有没有一个好方法来处理这个?我有一个问题,我需要在一个被调用很多次的函数中使用arma :: mat作为一些相当简单的矩阵代数。我目前正在使用arma类型,而且我的代码比我预期的要慢得多(这就是我最终编写上面的愚蠢示例)。 250x的速度惩罚是如此重要,我将重写大部分代码以使用NumericMatrix类型。事实上,我最终可能会为NumericMatrix编写自己的矩阵乘法函数,并完全抛弃arma类型。但在此之前,还有更好的解决方案吗?
(Although I guess another way to read this is not that arma::mat
is slow to convert from R types, but that the NumericMatrix
type is amazingly efficient!)
(虽然我想另一种方式来阅读这并不是说arma :: mat从R类型转换得很慢,但是NumericMatrix类型的效率非常高!)
1 个解决方案
#1
9
I believe this creates a new Armadillo matrix then copies the contents of your numeric matrix.

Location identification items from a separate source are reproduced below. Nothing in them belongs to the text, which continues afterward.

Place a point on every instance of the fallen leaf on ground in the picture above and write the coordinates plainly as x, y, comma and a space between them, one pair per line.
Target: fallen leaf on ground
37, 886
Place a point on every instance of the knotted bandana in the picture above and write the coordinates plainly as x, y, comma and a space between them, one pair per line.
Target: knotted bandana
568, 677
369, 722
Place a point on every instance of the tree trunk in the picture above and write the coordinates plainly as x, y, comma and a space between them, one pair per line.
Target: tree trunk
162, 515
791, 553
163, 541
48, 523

我相信这会创建一个新的Armadillo矩阵,然后复制数字矩阵的内容。
To cast the NumericMatrix to type arma::mat, you should use the following:
要将NumericMatrix转换为类型为arma :: mat,您应该使用以下内容:
// [[Rcpp::export]]
double test_const_arma( const mat& X ) {
return 0.0 ;
}
Speed comparison on my machine:
我的机器上的速度比较:
microbenchmark( test_const_arma( XX ), test_nm( XX ), test_arma( XX ), test_nm_conv( XX ))
## Unit: microseconds
## expr min lq mean median uq max neval
## test_const_arma(XX) 1.852 2.381 3.69014 2.7885 4.3490 11.994 100
## test_nm(XX) 1.925 2.455 3.47679 2.8535 3.5195 21.222 100
## test_arma(XX) 68.593 71.212 83.63055 73.4555 98.8070 278.981 100
## test_nm_conv(XX) 68.700 70.983 80.55983 73.1705 82.2665 183.484 100
#1
9
I believe this creates a new Armadillo matrix then copies the contents of your numeric matrix.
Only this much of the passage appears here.